John Oxley’s cautionary notes resonated because many organizations share the scars: pilots launched without a clear problem statement, dazzling models that never reached daily use, and expectations set so high that even strong results felt underwhelming. The fix begins with scope discipline, framed by measurable outcomes—a shorter approval cycle, a higher acceptance rate, a precise reduction in administrative minutes per action. Complexity needs to be contained; models must serve the workflow, not the other way around. This often means choosing “good enough and reliable” over “clever but brittle,” and designing prompts, guardrails, and UI nudges so users stay in flow. Leaders also flagged the importance of sunset criteria for pilots and a path to production that includes policy reviews, security checks, and change management. Success looks like adoption at scale, not a proof of concept that never leaves the lab.

Training and Role-Specific Enablement

Education proved to be a force multiplier rather than an afterthought. Jason Benagh described Moderna’s internal AI academy, a hands-on program that shows employees how to use tools responsibly and effectively within day-to-day tasks. Karl Goossens underscored a practical point: adoption rises when benefits are described in the language of each role—medical reviewers want fewer cycles and cleaner references; marketers want faster localization and claim checks; field teams want smarter call prep and compliant follow-ups. Training that pairs guidance with guardrails—what to do, what not to do, what gets logged—reduces anxiety and narrows the gap between policy and practice. It also seeds a feedback culture; as users learn to flag edge cases and share effective patterns, models and prompts improve.

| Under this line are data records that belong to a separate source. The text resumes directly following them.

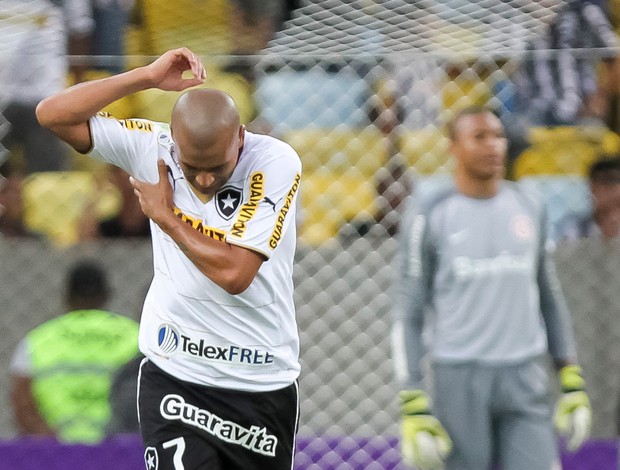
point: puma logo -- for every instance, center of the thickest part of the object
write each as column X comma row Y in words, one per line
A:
column 270, row 202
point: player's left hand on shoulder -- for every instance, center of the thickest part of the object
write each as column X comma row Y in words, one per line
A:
column 573, row 414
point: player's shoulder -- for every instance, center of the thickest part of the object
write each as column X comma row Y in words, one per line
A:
column 266, row 149
column 139, row 125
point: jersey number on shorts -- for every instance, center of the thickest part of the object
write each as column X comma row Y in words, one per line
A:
column 179, row 443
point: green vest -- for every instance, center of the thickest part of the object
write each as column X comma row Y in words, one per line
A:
column 74, row 358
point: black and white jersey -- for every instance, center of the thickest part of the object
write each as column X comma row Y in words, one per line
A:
column 192, row 328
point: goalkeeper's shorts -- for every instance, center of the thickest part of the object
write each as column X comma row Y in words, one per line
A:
column 207, row 427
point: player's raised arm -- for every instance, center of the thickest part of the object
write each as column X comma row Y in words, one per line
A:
column 67, row 113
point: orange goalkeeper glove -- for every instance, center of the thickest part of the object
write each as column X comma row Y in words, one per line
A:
column 573, row 413
column 424, row 442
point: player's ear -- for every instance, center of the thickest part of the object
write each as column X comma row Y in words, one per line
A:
column 241, row 135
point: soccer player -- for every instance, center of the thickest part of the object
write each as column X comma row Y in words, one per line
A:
column 473, row 255
column 218, row 388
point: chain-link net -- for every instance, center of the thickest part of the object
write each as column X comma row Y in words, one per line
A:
column 361, row 90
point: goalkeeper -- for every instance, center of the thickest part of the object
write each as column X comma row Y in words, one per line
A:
column 473, row 258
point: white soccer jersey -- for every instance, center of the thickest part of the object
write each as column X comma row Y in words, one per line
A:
column 191, row 327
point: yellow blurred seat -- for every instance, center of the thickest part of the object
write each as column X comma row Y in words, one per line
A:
column 339, row 149
column 201, row 25
column 55, row 201
column 426, row 150
column 564, row 150
column 329, row 199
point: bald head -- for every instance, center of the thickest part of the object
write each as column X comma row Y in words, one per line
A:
column 205, row 116
column 209, row 138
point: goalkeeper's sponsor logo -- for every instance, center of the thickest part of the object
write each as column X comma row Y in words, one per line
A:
column 136, row 125
column 197, row 224
column 256, row 439
column 466, row 268
column 522, row 227
column 247, row 211
column 151, row 459
column 276, row 235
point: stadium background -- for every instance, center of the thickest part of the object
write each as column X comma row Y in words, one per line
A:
column 330, row 66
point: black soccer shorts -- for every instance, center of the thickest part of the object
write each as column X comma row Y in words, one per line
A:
column 191, row 427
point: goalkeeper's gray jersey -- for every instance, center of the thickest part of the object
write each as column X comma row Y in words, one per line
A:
column 481, row 269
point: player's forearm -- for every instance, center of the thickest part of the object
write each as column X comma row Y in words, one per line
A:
column 77, row 104
column 217, row 260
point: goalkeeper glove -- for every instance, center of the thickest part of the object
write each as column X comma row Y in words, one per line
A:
column 424, row 442
column 573, row 413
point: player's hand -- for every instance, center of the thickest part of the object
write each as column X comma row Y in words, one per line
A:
column 424, row 442
column 156, row 199
column 573, row 414
column 166, row 73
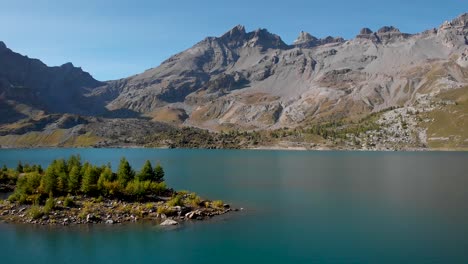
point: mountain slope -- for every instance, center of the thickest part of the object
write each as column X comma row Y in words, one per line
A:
column 380, row 90
column 254, row 80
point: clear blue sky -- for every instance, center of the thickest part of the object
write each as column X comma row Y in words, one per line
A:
column 114, row 39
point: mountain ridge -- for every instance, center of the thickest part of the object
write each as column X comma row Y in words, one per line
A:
column 253, row 80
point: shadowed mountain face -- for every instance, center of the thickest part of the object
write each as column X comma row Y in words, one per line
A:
column 30, row 82
column 255, row 80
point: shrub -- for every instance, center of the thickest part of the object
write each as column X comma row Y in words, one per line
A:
column 125, row 172
column 158, row 173
column 68, row 202
column 165, row 210
column 176, row 201
column 217, row 204
column 146, row 173
column 193, row 200
column 35, row 212
column 157, row 188
column 50, row 204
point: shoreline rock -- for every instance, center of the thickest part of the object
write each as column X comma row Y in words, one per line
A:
column 88, row 211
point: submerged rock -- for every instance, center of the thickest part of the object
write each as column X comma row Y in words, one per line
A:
column 169, row 222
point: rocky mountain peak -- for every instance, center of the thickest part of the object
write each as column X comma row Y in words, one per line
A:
column 304, row 37
column 306, row 40
column 266, row 40
column 388, row 29
column 67, row 65
column 235, row 33
column 460, row 21
column 365, row 31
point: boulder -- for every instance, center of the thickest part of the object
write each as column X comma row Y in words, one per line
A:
column 169, row 222
column 91, row 218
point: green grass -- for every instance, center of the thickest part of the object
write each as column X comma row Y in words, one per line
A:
column 448, row 128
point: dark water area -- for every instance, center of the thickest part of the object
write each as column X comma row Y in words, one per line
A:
column 300, row 207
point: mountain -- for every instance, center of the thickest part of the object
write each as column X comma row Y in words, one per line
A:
column 255, row 81
column 32, row 83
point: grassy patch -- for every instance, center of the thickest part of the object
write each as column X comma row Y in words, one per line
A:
column 448, row 128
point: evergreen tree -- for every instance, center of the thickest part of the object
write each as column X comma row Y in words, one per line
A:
column 90, row 178
column 158, row 173
column 106, row 176
column 147, row 173
column 62, row 182
column 49, row 181
column 125, row 172
column 60, row 166
column 74, row 181
column 74, row 161
column 19, row 168
column 39, row 169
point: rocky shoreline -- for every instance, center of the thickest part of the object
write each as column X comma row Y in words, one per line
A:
column 108, row 211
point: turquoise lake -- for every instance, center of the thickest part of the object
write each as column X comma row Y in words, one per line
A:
column 300, row 207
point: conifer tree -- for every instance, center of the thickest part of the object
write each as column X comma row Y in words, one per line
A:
column 147, row 173
column 125, row 172
column 158, row 173
column 74, row 181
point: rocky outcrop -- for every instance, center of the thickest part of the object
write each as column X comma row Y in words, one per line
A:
column 306, row 40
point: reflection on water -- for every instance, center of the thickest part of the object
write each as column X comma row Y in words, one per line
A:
column 305, row 207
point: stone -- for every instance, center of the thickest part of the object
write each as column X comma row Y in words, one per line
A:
column 91, row 218
column 169, row 222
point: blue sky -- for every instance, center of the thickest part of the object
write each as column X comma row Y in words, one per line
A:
column 118, row 38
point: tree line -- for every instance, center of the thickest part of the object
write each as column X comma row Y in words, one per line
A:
column 72, row 177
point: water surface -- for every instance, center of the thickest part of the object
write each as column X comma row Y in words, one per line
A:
column 300, row 207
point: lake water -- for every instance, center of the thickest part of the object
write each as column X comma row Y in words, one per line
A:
column 300, row 207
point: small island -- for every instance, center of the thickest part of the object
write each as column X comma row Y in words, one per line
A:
column 69, row 192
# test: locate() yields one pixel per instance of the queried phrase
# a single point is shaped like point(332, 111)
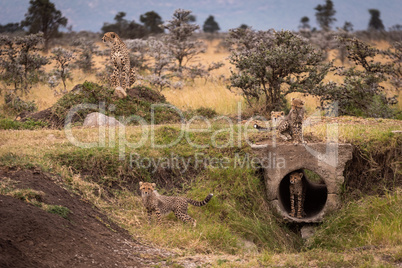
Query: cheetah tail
point(262, 128)
point(200, 203)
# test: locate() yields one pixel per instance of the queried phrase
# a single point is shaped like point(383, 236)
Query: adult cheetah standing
point(122, 75)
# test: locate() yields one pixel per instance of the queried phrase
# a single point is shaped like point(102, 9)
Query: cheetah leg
point(115, 78)
point(159, 216)
point(299, 206)
point(292, 206)
point(186, 218)
point(132, 77)
point(149, 212)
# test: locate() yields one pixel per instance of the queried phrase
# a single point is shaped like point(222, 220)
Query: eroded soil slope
point(33, 237)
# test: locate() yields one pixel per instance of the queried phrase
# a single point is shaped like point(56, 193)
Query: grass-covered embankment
point(237, 220)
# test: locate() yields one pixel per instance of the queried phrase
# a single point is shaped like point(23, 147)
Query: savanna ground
point(66, 206)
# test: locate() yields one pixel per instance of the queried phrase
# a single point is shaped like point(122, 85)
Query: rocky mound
point(90, 97)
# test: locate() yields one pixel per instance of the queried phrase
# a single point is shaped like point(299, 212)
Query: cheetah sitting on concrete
point(122, 75)
point(161, 204)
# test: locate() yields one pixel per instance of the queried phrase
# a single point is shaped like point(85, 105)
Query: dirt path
point(33, 237)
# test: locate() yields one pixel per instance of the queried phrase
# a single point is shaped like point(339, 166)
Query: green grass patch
point(7, 124)
point(372, 220)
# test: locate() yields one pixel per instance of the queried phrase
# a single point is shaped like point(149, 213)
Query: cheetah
point(122, 75)
point(161, 204)
point(297, 191)
point(289, 127)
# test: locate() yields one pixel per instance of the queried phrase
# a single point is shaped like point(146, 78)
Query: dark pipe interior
point(315, 199)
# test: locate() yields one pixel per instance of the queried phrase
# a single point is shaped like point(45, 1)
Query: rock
point(97, 119)
point(120, 92)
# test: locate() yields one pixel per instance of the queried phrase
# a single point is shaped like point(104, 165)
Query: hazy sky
point(259, 14)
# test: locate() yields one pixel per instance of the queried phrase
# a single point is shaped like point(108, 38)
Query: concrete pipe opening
point(316, 193)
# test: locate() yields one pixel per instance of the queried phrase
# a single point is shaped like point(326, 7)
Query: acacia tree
point(325, 15)
point(42, 16)
point(20, 62)
point(178, 39)
point(152, 22)
point(210, 25)
point(62, 58)
point(375, 22)
point(270, 65)
point(361, 92)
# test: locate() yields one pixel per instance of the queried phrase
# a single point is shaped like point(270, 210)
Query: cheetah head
point(297, 103)
point(296, 176)
point(110, 37)
point(276, 116)
point(146, 188)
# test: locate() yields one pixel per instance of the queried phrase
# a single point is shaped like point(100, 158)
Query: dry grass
point(211, 92)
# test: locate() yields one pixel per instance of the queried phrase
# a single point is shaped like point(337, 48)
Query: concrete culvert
point(323, 165)
point(315, 198)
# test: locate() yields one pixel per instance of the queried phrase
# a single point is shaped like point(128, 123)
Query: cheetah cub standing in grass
point(123, 76)
point(162, 205)
point(298, 192)
point(289, 127)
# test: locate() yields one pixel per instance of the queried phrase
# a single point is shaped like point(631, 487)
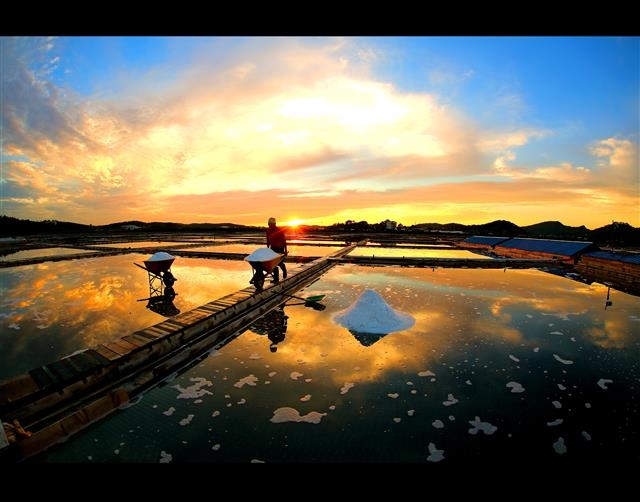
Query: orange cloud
point(280, 122)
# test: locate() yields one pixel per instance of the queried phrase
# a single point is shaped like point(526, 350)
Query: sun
point(294, 223)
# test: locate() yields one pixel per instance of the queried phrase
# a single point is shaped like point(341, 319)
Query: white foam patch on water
point(287, 414)
point(516, 387)
point(603, 382)
point(478, 425)
point(450, 400)
point(248, 380)
point(186, 420)
point(559, 446)
point(346, 387)
point(371, 314)
point(196, 390)
point(560, 360)
point(435, 455)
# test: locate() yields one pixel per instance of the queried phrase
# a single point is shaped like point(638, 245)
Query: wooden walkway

This shared literacy creates alignment across functions and makes scaling far smoother than tool-first rollouts.

Operating Model and Architecture

End-to-End Integration and Oversight

Architecture choices mattered as much as model choices. Leaders outlined an operating model that spans intake, processing, decisioning, oversight, and documentation—integrated across CRM, content systems, and field platforms so users never need to leave their flow. Human-in-the-loop checkpoints align with regulatory expectations, while policies and audit trails define who can approve what, under which conditions, and with what evidence attached. This design reduces context switching, shortens cycle times, and provides a single system of record, which is crucial when questions arise post-approval. Moreover, end-to-end integration allows orchestration: the same claim moves from drafting to MLR review to localization with traceable lineage, and the AI that proposed it can cite its sources. In this model, governance is not a gate at the end but a thread throughout, making compliance and productivity complementary rather than competing goals.

Future-Proofing and Measurable Value

Executives sought architectures that could adapt as models evolved, scale across markets, and demonstrate value in hard numbers. Systems needed to swap models safely, update prompts centrally, and retain continuity of audit logs without costly rework. Leaders pointed to tangible metrics—faster approvals, cleaner data, higher-quality engagements, reduced manual effort—as the scoreboard for “vertical percent” gains that compound within core processes. They also called for clear de-escalation paths when agents encounter ambiguity, preserving trust while revealing where policy refinement is needed. In the end, the summit’s message was pragmatic and forward-leaning: organizations would stage autonomy behind solid data foundations, transparent workflows, and role-based enablement, then progressively grant agents more responsibility where performance was proven. With those elements in place, AI had driven sustainable productivity improvements and set a credible path to broader agentic execution.